第5話

 サチは深くため息を吐いてトーストをかじった。香ばしくカリッとした食感。スクランブルエッグは塩気は控えめだが卵の味が濃く、ふんわりとしていて美味しかった。


「ここの管理はうちの母がやってるんで契約はそっちでやってもらうことになりますけど、きっとすぐにオーケーでますよ。ここ、わたしの他に誰もいないし」

「え、そうなの?」

「しかも立地がこんなとこなんで家賃も安いです」

「……いくら?」

「さあ。たしか四万くらいだったかと」

「四万。四万かぁ」


 唸るように言いながらパンをかじっていると、美桜は「まさか」と眉を寄せた。


「四万も払えないくらい薄給なんですか? 学校の先生って」

「ああ、いや。正規職員だったらそんなこともないんじゃないかな。よく知らないけど。わたし、非常勤だから」


 非常勤、と美桜は繰り返しながら頷いた。


「そういえば三奈がそんなこと言ってたな」

「三奈……。ああ、高知さんね」

「うん。先生、非常勤なのになんで担任になったんだろうねって」

「それは――」


 わたしが聞きたいよ、という言葉をコーヒーと一緒に飲み込む。ダメだ。愚痴を零してはいけない。彼女は生徒なのだから。

 しばらく無言で食べ続けていると、先に食べ終えた美桜が「どうします?」と首を傾げた。


「なにが?」

「うちの部屋借ります? だったら今日、母に言ってみますけど。家賃は少しだけならどうにかできるかもしれないし」

「え、そうなの?」

「はい。元々このアパートって税金対策みたいなところがあって、祖母が道楽でやってたようなものなんですよね。だから別に家賃収入とか期待してないんですよ」

「税金対策……。御影さんの家って、お金持ちなの?」


 そうですね、と美桜は淡々とした口調で頷いた。


「いくつかアパート持ってて、そっちはちゃんと人が入る物件なんで真面目に経営してますね。ああ、でもいくらここがボロアパートでへんぴな場所にあるからと言っても、さすがにタダってわけにはいきませんよ?」

「うん。それはわかってる。三万円台なら、なんとか」


 すると美桜は深くため息をついた。


「本当に貧乏なんですね。貯金は?」

「ない」

「即答ですか」


 ズズッと美桜がコーヒーを飲む。そして「とりあえず」と立ち上がり、自分の皿をキッチンへと運んでいく。


「借りるってことでいいですよね。
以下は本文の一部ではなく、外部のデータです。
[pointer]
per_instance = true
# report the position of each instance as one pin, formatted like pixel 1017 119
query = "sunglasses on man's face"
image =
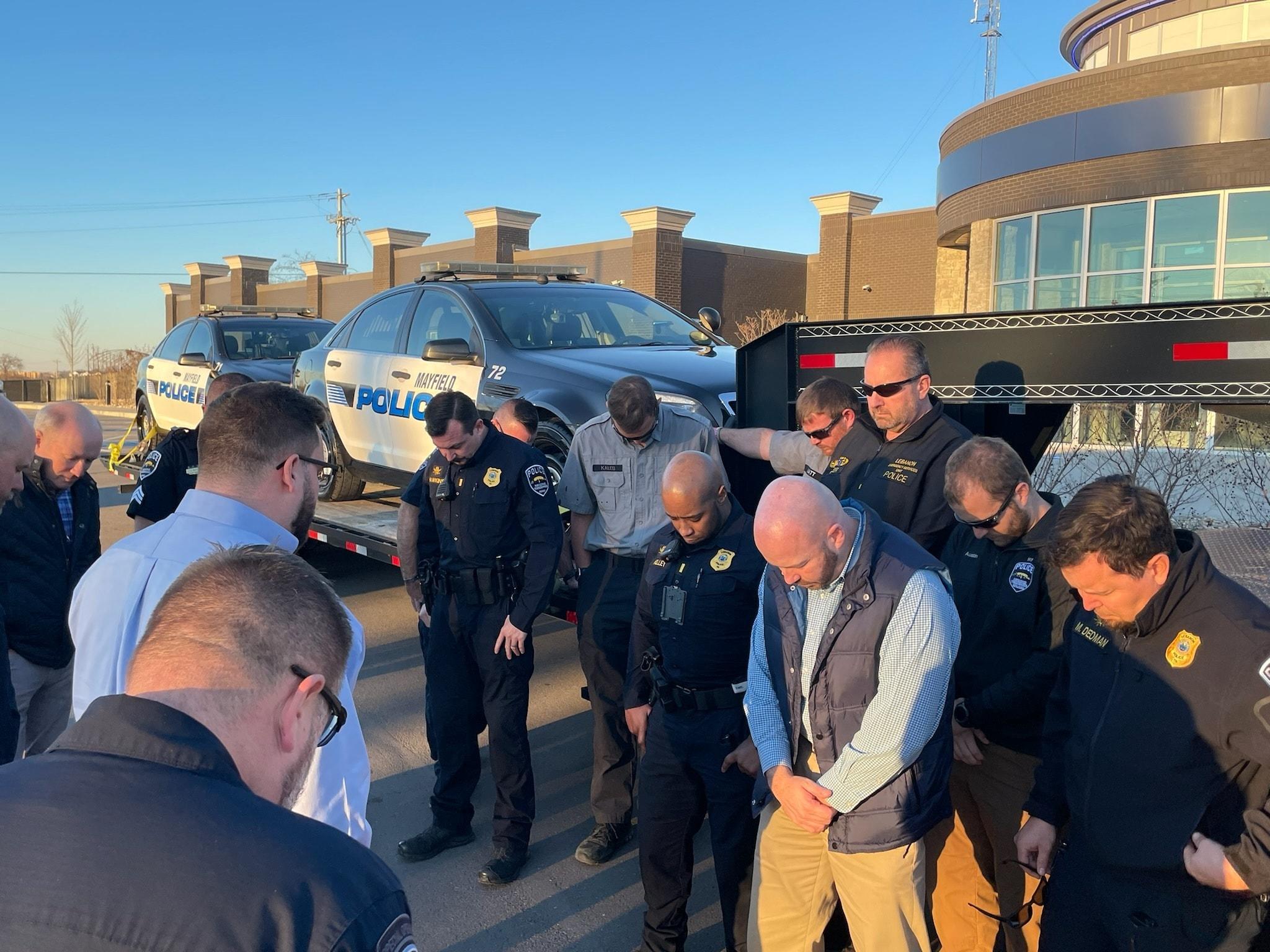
pixel 825 431
pixel 991 522
pixel 1024 915
pixel 887 390
pixel 338 715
だって先生の毒親にもそう言っちゃったわけだし」

「あー、そうか。そうだよねぇ。言っちゃったんだよねぇ」


 ここに住むとしても、一度は家に戻って荷物をまとめなくてはならない。

 憂鬱だ。電話ですごく怒っていたと彼女は言った。その言葉を思い出してさらに憂鬱が増す。

 鬱々とテーブルを見つめながら最後のパンの欠片を口に放り込むと「先生、着替え出しとくから」とキッチンから戻ってきた美桜がクローゼットを開け、その中に設置された棚からスウェットのトレーナーを取り出した。
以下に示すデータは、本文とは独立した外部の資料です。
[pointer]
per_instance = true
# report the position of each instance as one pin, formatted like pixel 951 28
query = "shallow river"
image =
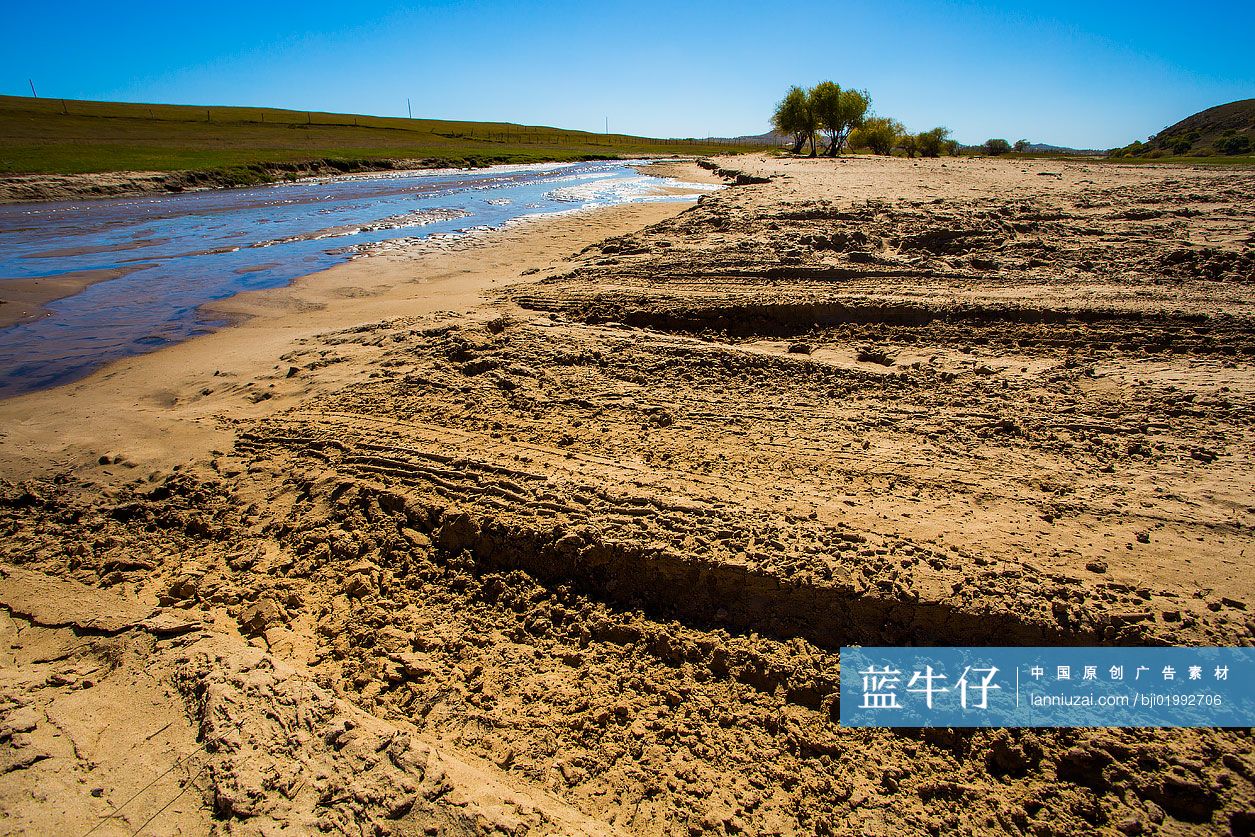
pixel 176 252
「家に帰るだけならこれでいいでしょ。お酒、パンツにはかかってなかったから下は大丈夫。あと下着は――」


 言って少し考える素振りを見せた美桜に、慌ててサチは「いや! さすがにそれは!」と両手を振った。美桜は口の端を上げて「冗談ですよ」と生意気な笑みを浮かべる。
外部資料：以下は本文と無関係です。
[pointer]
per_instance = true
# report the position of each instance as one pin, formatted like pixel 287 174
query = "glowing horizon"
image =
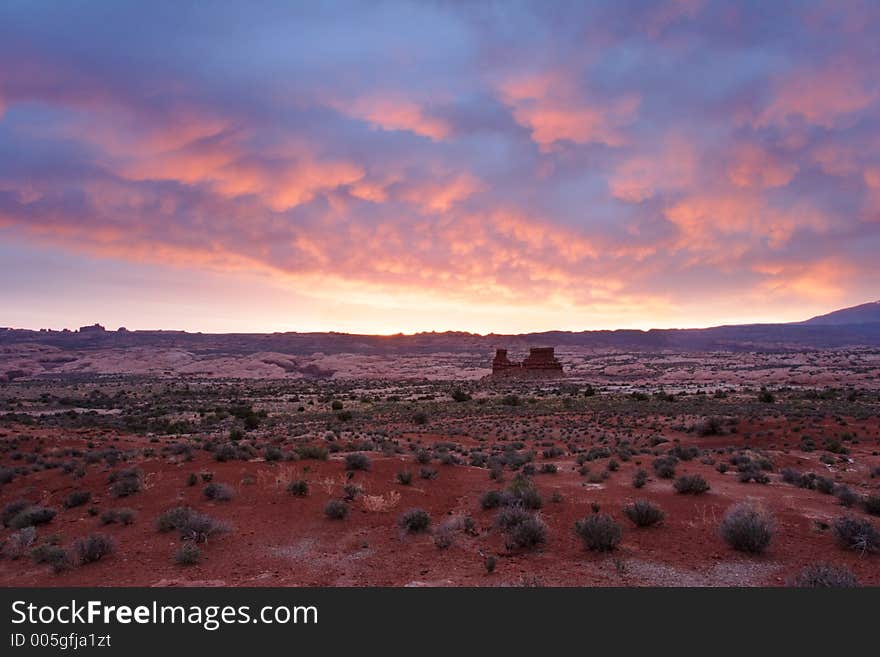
pixel 398 167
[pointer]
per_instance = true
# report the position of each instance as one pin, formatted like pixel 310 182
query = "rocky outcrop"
pixel 540 363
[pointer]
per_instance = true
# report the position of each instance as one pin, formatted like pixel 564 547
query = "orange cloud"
pixel 640 177
pixel 822 97
pixel 394 112
pixel 702 218
pixel 551 107
pixel 824 280
pixel 440 196
pixel 754 166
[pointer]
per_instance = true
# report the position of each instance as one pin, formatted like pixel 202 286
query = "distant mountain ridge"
pixel 849 327
pixel 866 313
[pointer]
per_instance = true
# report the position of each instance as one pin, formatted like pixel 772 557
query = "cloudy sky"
pixel 393 166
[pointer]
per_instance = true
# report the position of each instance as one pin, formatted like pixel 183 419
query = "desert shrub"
pixel 640 478
pixel 218 492
pixel 18 542
pixel 53 555
pixel 710 426
pixel 6 475
pixel 490 562
pixel 643 513
pixel 313 452
pixel 528 534
pixel 13 509
pixel 191 524
pixel 128 483
pixel 357 461
pixel 748 474
pixel 824 576
pixel 460 395
pixel 93 548
pixel 173 518
pixel 77 498
pixel 32 516
pixel 415 521
pixel 510 516
pixel 188 554
pixel 491 499
pixel 664 467
pixel 121 516
pixel 299 488
pixel 599 532
pixel 747 528
pixel 691 485
pixel 336 510
pixel 444 536
pixel 847 496
pixel 856 534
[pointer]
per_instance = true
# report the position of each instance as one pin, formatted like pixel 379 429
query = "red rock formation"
pixel 540 363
「シャワーとトイレ、キッチンの横のドアですから勝手に使ってください。ボディソープとかも使ってくれて大丈夫なんで。わたしはちょっと外出てますから、ごゆっくり」

「え、どこへ?」

「散歩です。ナナキの。さっきから呼んでるから」


 言いながら美桜はジャケットを羽織って玄関へ向かう。ナナキというのは、あの老犬の名前だったはずだ。しかし呼んでるとは……?

 不思議に思って美桜の背中を見ていると「ホゥン」と微かな声が聞こえた。力ない弱々しい声。それは外から聞こえてくるようだ。


「あ、この声?」


 思わず聞くと、美桜は振り返って「はい」と微笑んだ。


「あの子、もうあまり声も張れないから。でもちゃんと呼んでくれるんですよ。訴えたいことがあるときは。この声は散歩です」

「そう、なんだ……」


 呟くように答えたサチに美桜は怪訝そうに眉を寄せた。


「どうかしました?」

「あ、いや。えと、じゃあ、お借りしますね。シャワー」

「どうぞ」


 再び淡々とした表情に戻った美桜は背を向けて玄関を出て行く。閉じられたドアを見ながらサチは、そうか、と思った。

 彼女のあの柔らかな笑顔は犬に向けられたものなのだ。この二ヶ月、学校では一度だって見たことのない表情。ナナキにだけ向けられるのだろう、あの笑顔。


 それを彼女は昨夜、自分に向けてくれてはいなかっただろうか。


 少し考えてから「いや、違うか」と苦笑する。ただ知らないだけだ。サチは美桜のことを何も知らない。学校生活の、ほんの少しの時間を見て彼女の何を知っていると言えるのか。サチが知らないだけで友人にもあんな表情を見せているのだろう。今はそんなことよりも考えるべきことがある。

 家を出る。それはいい。しかし金銭面の問題と親の説得という大きな問題があるのだ。


「……シャワーを浴びてから考えよう」


 まずは頭をスッキリさせてからだ。一人そう納得したサチは皿とコップをシンクに置いて、浴室を借りることにした。